To revert to the question raised at the outset, a new Article was indeed included by the 19th Amendment, immediately below that which created the new office of President.  That Article 31(2) reads:

“No person who has been twice elected to the office of President by the People, shall be qualified thereafter to be elected to such office by the People”.

To whom does the disqualification in Article 31(2) apply?  On the one hand, it undoubtedly applies to anyone who has been twice elected to the office of President established by the new Article 30 introduced by the 19th Amendment.  On the other hand, this is an entirely new prohibition on a citizen’s right to be nominated to stand for election and to be elected.  Immediately prior to the 19th Amendment, the Constitution did not impose such a disqualification.  Therefore, a person who had previously been twice elected to the office of Executive President established by the repealed Article 30 was not subject to such a disqualification and did not suffer such a legal disability. 

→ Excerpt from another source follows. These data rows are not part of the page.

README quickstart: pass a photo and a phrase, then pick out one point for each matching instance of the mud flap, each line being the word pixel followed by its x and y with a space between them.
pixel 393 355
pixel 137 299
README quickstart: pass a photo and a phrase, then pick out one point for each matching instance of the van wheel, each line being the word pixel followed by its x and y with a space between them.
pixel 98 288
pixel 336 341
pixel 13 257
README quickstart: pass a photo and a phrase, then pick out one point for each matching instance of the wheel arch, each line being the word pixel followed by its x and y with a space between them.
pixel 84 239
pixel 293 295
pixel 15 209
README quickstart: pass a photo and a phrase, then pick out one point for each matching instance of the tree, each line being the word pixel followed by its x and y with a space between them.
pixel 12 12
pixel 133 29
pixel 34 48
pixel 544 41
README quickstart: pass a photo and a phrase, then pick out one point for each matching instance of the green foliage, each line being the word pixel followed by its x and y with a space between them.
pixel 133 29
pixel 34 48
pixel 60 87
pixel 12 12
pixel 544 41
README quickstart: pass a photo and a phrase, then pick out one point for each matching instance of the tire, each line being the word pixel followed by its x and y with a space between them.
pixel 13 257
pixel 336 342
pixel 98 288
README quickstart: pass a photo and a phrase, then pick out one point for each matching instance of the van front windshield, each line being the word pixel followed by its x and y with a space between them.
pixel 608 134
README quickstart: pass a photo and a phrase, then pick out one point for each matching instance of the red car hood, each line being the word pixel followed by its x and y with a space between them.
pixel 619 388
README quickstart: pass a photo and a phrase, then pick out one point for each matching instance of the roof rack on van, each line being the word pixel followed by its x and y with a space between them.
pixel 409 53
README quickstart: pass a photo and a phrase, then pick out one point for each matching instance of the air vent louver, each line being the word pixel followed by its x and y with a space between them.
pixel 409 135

Whether advisedly or inadvertently, Parliament did not provide in the 19th Amendment for this new constitutional disqualification to retrospectively apply to citizens who had previously been twice elected to the former (since abolished) office of President.  A law is not considered as imposing a disqualification retrospectively unless Parliament had clearly stated that to be its intention.  Accordingly, it would appear that the two surviving former Presidents, Mrs Chandrika Kumaratunga and Mr Mahinda Rajapakse, not having been made subject to this disqualification, are eligible to seek election to this new, essentially non-executive, primarily symbolic and ceremonial, office of President whenever an election is held.